An electronics technician who was aboard the ill-fated Deepwater Horizon oil rig says an system that could have alerted workers to a deadly buildup of gas was partially disabled the day the rig exploded in April.
Technician Mike Williams made the comment Friday during testimony before U.S. investigators in the Gulf Coast state of Louisiana. Williams, who worked for rig owner Transocean, said he was told the system was disabled because rig managers did not want false alarms waking people at night.
Williams - who has filed a lawsuit against Transocean - said a sensor was functioning at the time but was not set to ring an alarm in emergencies.
The technician testified at a hearing on what caused the April 20 blast on the rig that claimed the lives of 11 workers and triggered the massive oil spill in the Gulf of Mexico.
Transocean said in a statement obtained by the Reuters news agency that the rig had hundreds of individual fire and gas alarms, all of which were tested, in good condition, not bypassed and monitored from the bridge.

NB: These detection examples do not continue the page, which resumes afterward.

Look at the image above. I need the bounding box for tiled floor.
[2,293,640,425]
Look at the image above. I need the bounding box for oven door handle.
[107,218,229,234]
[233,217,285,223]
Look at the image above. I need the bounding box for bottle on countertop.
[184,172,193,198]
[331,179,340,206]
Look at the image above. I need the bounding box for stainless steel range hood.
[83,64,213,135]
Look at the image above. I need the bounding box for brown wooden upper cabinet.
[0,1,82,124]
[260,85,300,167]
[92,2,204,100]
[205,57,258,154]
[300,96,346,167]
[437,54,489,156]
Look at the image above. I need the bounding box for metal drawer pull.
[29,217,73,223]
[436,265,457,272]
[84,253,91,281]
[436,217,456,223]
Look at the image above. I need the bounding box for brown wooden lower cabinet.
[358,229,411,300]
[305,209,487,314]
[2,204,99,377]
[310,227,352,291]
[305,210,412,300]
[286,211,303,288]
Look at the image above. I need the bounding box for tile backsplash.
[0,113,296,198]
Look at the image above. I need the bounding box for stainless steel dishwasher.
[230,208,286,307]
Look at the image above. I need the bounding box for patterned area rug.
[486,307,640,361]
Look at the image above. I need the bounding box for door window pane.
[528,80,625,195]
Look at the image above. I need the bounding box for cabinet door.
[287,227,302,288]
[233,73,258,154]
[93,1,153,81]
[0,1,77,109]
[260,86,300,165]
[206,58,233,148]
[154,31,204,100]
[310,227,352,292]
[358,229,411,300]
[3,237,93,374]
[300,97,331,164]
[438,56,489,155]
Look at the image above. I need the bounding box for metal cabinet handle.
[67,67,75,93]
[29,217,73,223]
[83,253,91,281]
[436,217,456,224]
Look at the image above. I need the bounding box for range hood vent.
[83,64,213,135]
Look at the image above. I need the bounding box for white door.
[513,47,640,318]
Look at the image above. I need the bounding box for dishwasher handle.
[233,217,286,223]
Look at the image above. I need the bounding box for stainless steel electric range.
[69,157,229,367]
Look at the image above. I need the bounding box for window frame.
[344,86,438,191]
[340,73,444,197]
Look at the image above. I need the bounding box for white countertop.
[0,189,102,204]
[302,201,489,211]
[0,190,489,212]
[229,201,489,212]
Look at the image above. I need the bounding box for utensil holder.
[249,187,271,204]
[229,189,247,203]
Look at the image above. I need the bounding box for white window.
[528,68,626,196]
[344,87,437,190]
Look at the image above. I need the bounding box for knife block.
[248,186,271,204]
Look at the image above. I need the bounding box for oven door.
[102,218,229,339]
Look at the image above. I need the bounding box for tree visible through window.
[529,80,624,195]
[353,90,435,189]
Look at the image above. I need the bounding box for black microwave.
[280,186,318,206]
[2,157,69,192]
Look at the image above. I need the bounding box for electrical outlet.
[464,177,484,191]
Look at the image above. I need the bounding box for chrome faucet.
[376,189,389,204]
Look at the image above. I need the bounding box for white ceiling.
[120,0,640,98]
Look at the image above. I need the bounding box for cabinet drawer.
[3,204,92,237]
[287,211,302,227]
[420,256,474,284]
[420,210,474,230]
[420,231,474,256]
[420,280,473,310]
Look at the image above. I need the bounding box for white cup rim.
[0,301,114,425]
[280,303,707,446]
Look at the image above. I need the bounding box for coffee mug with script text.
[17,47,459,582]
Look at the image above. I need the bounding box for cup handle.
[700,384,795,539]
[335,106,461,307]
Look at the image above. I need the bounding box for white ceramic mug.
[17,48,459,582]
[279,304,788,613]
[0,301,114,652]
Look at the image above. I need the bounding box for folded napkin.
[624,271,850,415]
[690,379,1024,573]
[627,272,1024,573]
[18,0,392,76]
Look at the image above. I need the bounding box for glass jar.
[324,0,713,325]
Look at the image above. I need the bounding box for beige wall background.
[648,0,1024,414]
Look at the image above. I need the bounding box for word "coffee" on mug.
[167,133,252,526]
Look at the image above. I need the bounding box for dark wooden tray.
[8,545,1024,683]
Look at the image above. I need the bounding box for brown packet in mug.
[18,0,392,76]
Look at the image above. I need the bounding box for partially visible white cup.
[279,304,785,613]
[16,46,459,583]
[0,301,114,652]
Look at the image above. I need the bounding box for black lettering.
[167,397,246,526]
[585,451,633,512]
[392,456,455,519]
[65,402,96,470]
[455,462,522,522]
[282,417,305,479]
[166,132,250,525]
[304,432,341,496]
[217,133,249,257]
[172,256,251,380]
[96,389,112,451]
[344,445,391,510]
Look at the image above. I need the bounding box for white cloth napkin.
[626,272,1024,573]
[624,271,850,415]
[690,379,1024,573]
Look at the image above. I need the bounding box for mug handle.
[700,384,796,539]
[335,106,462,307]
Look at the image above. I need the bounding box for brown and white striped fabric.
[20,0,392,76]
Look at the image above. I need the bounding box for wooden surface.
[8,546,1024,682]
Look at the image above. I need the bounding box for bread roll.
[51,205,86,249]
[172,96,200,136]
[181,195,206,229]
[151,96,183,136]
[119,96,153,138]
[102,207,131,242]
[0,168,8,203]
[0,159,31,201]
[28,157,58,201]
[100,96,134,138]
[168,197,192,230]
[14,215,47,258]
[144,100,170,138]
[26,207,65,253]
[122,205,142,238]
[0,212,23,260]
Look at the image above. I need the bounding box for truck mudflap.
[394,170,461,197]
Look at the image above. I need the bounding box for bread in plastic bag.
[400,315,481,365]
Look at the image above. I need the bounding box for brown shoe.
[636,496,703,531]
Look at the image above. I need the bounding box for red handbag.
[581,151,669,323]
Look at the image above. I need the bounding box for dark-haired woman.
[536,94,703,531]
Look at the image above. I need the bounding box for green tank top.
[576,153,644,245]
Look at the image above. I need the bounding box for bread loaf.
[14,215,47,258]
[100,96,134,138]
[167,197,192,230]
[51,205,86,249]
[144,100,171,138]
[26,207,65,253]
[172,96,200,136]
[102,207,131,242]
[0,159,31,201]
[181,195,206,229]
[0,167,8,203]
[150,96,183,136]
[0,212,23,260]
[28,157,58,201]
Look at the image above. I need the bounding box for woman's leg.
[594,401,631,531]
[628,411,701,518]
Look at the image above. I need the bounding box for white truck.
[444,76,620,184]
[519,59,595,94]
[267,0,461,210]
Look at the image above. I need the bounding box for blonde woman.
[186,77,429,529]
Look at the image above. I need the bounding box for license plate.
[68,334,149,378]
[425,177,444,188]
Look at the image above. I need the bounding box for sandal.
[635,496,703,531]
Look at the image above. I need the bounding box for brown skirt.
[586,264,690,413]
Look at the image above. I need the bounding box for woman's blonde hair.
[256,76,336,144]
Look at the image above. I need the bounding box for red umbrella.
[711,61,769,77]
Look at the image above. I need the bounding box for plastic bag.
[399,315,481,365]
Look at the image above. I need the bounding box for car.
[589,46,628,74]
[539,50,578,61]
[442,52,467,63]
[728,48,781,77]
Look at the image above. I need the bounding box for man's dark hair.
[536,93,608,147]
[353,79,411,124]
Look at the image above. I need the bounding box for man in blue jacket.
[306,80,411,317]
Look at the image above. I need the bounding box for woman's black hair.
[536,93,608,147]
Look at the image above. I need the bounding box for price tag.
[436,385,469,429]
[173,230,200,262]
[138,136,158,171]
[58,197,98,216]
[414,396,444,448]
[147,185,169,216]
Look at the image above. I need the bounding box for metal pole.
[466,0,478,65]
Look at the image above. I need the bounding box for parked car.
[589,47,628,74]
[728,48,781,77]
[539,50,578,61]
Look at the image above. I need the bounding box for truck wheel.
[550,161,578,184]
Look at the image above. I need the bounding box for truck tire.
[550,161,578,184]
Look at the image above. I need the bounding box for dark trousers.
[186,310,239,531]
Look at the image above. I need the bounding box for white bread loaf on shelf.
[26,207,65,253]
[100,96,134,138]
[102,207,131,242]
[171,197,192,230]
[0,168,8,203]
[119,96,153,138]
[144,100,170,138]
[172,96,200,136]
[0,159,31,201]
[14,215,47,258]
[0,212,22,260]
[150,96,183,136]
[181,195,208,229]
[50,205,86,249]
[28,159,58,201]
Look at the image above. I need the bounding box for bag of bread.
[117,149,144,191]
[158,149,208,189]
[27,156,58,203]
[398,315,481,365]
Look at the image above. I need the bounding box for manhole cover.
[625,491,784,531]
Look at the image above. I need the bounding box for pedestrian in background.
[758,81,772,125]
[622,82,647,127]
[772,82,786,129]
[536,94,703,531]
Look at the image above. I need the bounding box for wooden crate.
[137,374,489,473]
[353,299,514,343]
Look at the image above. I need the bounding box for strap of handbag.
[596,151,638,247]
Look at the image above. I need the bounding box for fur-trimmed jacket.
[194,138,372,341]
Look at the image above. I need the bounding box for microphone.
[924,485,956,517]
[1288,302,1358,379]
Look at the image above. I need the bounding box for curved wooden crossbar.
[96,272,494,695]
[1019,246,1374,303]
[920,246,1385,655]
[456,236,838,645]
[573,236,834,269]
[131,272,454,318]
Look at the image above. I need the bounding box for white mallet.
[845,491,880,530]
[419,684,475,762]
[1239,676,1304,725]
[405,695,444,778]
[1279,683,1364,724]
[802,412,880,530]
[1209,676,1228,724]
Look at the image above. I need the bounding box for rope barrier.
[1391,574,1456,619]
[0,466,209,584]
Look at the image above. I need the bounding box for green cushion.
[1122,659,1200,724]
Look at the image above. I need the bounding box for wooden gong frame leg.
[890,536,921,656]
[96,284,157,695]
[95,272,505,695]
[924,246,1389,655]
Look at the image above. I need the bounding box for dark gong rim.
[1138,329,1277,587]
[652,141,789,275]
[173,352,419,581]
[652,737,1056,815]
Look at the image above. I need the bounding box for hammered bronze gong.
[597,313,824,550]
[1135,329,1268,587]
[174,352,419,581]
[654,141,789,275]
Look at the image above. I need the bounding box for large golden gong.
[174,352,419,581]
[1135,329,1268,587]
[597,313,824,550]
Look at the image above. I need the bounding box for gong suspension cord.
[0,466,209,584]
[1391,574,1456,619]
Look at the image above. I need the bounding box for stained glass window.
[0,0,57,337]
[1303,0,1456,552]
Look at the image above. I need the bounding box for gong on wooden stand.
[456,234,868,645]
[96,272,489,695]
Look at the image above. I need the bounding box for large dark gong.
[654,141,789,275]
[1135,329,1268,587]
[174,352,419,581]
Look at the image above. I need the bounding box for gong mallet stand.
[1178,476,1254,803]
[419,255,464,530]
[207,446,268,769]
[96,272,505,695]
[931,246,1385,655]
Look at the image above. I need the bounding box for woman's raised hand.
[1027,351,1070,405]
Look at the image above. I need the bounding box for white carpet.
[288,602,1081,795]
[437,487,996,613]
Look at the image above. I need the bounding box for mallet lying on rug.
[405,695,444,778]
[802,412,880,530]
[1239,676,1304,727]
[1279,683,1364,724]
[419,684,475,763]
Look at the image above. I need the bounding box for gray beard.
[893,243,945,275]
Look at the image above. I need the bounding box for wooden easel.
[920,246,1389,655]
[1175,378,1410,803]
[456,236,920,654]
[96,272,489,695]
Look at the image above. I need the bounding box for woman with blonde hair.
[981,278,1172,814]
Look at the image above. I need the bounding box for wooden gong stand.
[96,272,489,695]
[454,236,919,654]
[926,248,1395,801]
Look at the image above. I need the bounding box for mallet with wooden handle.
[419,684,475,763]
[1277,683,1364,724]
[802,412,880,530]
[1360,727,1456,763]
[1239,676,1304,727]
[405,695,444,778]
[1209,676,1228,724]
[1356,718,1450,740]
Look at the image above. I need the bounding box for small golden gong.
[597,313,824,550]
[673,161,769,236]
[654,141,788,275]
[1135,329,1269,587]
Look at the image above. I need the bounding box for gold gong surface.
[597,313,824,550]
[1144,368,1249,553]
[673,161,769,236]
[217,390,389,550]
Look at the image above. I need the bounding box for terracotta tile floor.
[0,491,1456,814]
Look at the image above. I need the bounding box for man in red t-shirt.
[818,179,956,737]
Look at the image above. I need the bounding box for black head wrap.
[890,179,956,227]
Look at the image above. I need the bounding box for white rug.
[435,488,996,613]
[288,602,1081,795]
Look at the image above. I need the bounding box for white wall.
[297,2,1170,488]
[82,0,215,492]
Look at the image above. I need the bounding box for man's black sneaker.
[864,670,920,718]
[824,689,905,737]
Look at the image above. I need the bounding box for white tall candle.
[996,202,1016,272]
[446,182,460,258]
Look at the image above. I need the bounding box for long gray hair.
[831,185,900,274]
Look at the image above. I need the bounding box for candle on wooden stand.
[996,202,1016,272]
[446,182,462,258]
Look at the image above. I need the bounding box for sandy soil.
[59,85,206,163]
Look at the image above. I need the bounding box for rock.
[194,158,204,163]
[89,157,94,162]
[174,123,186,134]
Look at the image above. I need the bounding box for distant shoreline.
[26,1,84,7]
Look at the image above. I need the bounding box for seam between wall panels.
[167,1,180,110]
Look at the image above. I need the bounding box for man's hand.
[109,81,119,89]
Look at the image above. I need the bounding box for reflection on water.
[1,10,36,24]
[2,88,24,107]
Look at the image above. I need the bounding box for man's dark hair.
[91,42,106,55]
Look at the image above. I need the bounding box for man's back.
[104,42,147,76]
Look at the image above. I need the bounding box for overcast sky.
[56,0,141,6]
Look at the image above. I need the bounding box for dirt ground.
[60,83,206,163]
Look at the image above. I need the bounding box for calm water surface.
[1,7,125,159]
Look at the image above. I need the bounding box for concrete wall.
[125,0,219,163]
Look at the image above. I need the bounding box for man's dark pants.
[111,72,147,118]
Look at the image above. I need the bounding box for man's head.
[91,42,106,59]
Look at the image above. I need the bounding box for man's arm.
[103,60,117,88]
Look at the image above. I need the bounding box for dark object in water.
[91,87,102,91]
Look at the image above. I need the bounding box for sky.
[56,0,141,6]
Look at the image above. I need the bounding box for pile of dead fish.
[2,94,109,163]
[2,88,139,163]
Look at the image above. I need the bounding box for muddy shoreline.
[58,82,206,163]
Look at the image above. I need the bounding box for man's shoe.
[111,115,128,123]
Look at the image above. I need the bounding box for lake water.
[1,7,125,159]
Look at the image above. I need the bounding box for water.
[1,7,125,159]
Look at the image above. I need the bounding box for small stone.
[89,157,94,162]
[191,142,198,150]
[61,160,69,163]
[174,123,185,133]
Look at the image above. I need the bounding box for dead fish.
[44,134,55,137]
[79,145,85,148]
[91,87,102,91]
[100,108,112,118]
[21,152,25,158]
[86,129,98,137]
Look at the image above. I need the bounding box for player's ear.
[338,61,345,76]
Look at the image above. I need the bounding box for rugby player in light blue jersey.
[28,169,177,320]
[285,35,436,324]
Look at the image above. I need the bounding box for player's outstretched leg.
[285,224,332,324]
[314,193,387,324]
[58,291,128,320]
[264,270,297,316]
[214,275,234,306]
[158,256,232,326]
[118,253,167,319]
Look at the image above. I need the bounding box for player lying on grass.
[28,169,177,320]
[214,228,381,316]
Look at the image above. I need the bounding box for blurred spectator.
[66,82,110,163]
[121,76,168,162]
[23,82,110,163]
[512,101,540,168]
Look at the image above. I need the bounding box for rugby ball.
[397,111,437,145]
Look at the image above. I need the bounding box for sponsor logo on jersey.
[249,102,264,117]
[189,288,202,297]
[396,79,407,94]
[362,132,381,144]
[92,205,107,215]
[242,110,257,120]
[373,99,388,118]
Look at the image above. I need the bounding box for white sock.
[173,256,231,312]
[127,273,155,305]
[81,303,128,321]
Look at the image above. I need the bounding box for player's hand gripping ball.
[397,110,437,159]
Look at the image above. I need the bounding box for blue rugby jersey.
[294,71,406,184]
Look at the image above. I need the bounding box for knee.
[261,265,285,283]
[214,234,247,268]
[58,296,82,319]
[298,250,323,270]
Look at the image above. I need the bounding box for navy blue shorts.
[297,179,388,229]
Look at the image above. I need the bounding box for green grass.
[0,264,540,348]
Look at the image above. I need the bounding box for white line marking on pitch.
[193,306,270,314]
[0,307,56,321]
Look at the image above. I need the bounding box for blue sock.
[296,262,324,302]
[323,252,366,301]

On Thursday, The New York Times reported that workers on the rig expressed concerns about safety practices and feared punishment if they reported mistakes or problems. The paper said a worker survey and an equipment safety report, both completed before the explosion, highlighted safety problems aboard the rig.
It said the equipment assessment by risk management agency Lloyd's Register Group found at least 26 components and systems on the rig that were in "poor" or "bad" condition.
A Transocean spokesman was quoted as saying most of the components that were listed in poor condition were minor.
On Wednesday, the federal hearings in Louisiana on the cause of the spill were canceled when four witnesses from Transocean announced they would not testify.
Some information for this report was provided by AP, AFP and Reuters.